La société à titre subsidiaire, considère la demande injustifiée ou devant être ramenée à de plus justes proportions, eu égard à une ancienneté de moins d'un an et l'absence de justificatif de démarche effective d'emploi ; elle demande que Mme X soit condamnée à rembourser à Pôle Emploi l'allocation de CSP versée.
La salariée avait moins d'un an d'ancienneté lors de la rupture, était âgée de 29 ans, percevait en dernier lieu un salaire mensuel brut de 2 611,77 euros et ne justifie pas de sa situation professionnelle ultérieure. Le préjudice subi du fait de la perte d'emploi sera indemnisé par l'allocation d'une somme de 5 000 euros.
L'appelante n'a pas sollicité d'indemnité compensatrice de préavis à laquelle elle pouvait prétendre puisque celle-ci a été réglée par la société à Pôle Emploi dans le cadre du CSP et dès lors, même si ce dernier est devenu sans cause, la salariée ne saurait être condamnée au remboursement demandé par la société à Pôle Emploi en l'absence de la partie concernée.
Sur les frais et dépens
La société succombant au principal devra s'acquitter des dépens de la procédure, sera déboutée de sa demande faite sur le fondement de l'article 700 du code de procédure civile et à ce titre devra payer à Mme X la somme de 2 000 euros .
Sur les intérêts
Les sommes allouées à titre de salaires porteront intérêts au taux légal à compter de la date de convocation de l'employeur (présentation de la lettre recommandée) à l'audience de tentative de conciliation valant mise en demeure, soit le 28 juillet 2016.

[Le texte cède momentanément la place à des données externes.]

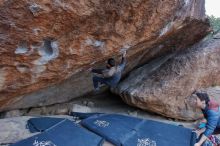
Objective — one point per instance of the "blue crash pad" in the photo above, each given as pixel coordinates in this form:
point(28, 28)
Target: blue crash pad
point(65, 133)
point(42, 123)
point(129, 131)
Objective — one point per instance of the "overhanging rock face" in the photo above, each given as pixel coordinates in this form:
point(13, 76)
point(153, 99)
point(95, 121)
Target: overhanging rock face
point(165, 85)
point(47, 47)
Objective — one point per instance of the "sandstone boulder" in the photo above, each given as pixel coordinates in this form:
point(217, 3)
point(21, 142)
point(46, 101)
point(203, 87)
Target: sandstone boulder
point(164, 85)
point(47, 47)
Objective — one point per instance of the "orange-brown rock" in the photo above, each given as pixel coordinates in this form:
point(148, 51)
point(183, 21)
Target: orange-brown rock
point(165, 85)
point(47, 46)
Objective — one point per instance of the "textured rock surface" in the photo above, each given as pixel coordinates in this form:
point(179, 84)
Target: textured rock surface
point(46, 47)
point(163, 86)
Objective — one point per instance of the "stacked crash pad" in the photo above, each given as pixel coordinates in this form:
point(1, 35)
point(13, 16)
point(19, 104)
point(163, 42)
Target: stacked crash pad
point(129, 131)
point(120, 130)
point(63, 133)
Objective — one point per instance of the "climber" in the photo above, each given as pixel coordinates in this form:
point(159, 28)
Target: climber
point(109, 76)
point(211, 111)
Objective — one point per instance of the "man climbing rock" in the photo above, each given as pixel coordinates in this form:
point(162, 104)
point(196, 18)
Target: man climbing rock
point(111, 75)
point(211, 111)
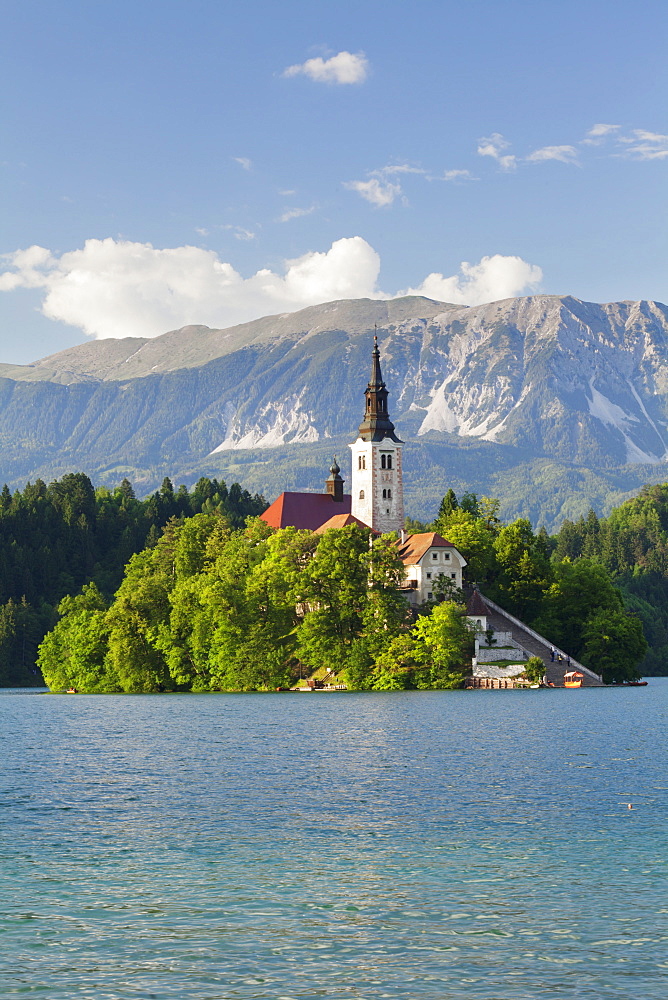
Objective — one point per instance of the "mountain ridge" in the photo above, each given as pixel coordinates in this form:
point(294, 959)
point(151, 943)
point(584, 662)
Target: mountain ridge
point(552, 383)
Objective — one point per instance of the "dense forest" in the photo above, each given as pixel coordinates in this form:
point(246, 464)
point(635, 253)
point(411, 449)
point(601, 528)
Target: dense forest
point(212, 599)
point(56, 538)
point(209, 608)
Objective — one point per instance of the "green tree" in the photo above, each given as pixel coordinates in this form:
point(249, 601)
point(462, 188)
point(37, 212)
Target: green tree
point(614, 645)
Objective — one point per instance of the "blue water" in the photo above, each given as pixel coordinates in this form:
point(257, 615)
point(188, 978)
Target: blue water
point(446, 845)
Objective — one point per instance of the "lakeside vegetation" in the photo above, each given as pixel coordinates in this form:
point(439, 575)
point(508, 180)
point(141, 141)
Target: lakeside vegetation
point(212, 599)
point(55, 539)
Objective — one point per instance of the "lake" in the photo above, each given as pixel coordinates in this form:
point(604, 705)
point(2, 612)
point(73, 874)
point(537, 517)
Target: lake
point(473, 844)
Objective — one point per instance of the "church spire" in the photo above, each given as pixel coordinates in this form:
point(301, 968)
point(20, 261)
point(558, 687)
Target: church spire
point(376, 424)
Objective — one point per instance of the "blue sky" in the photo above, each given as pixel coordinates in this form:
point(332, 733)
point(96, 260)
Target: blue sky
point(210, 162)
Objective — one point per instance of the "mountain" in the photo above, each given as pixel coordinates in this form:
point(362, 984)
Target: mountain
point(551, 403)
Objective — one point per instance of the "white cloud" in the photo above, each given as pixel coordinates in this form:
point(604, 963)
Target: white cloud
point(399, 168)
point(564, 154)
point(643, 145)
point(494, 146)
point(377, 191)
point(113, 288)
point(597, 133)
point(295, 213)
point(345, 67)
point(495, 277)
point(458, 175)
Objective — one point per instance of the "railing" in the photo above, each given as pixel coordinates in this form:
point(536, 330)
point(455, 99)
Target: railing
point(543, 641)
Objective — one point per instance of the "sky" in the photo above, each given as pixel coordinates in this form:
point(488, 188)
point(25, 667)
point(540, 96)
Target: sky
point(201, 161)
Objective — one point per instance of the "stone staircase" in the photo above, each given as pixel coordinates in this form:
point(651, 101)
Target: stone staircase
point(537, 645)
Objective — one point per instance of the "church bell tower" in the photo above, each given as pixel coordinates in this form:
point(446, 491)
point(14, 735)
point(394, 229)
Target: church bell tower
point(377, 487)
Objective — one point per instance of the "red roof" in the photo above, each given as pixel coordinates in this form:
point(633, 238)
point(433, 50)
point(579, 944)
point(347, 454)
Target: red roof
point(415, 546)
point(476, 605)
point(305, 510)
point(340, 521)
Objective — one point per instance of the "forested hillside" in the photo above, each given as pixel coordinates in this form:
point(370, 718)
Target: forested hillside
point(210, 608)
point(632, 544)
point(56, 538)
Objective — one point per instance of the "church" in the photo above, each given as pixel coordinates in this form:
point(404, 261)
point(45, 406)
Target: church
point(376, 499)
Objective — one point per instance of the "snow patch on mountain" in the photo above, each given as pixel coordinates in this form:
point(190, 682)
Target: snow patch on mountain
point(274, 425)
point(615, 416)
point(439, 416)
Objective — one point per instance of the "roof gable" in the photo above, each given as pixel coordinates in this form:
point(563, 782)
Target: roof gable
point(341, 521)
point(304, 510)
point(414, 547)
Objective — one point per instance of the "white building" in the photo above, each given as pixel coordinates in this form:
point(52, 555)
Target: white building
point(427, 556)
point(377, 484)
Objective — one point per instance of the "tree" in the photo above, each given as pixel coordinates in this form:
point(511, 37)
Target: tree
point(525, 571)
point(534, 669)
point(614, 645)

Les sommes allouées à titre indemnitaire produiront intérêts au taux légal à compter de la date de la présente décision.
PAR CES MOTIFS
La Cour,
INFIRME la décision entreprise en toutes ses dispositions y compris celles relatives à l'incompétence,
EVOQUE au fond la demande relative à la propriété intellectuelle,
Statuant à nouveau et y ajoutant,
DIT le licenciement économique dépourvu de cause réelle et sérieuse ,
CONDAMNE la société VoxWave à payer à Mme Z X les sommes suivantes :
- 13 538,94 euros brut au titre des heures supplémentaires,
- 1 500 euros au titre de l'indemnisation du coût du télé-travail,
- 5 000 euros à titre de dommages et intérêts pour licenciement abusif,
- 2 000 euros sur le fondement de l'article 700 du code de procédure civile,
DIT que la somme allouée à titre de salaire portera intérêts au taux légal à compter du 28 juillet 2016 et celles allouées à titre indemnitaire à compter de la présente décision,
REJETTE le surplus des demandes de Mme X,
CONDAMNE la société VoxWave aux dépens de première instance et d'appel.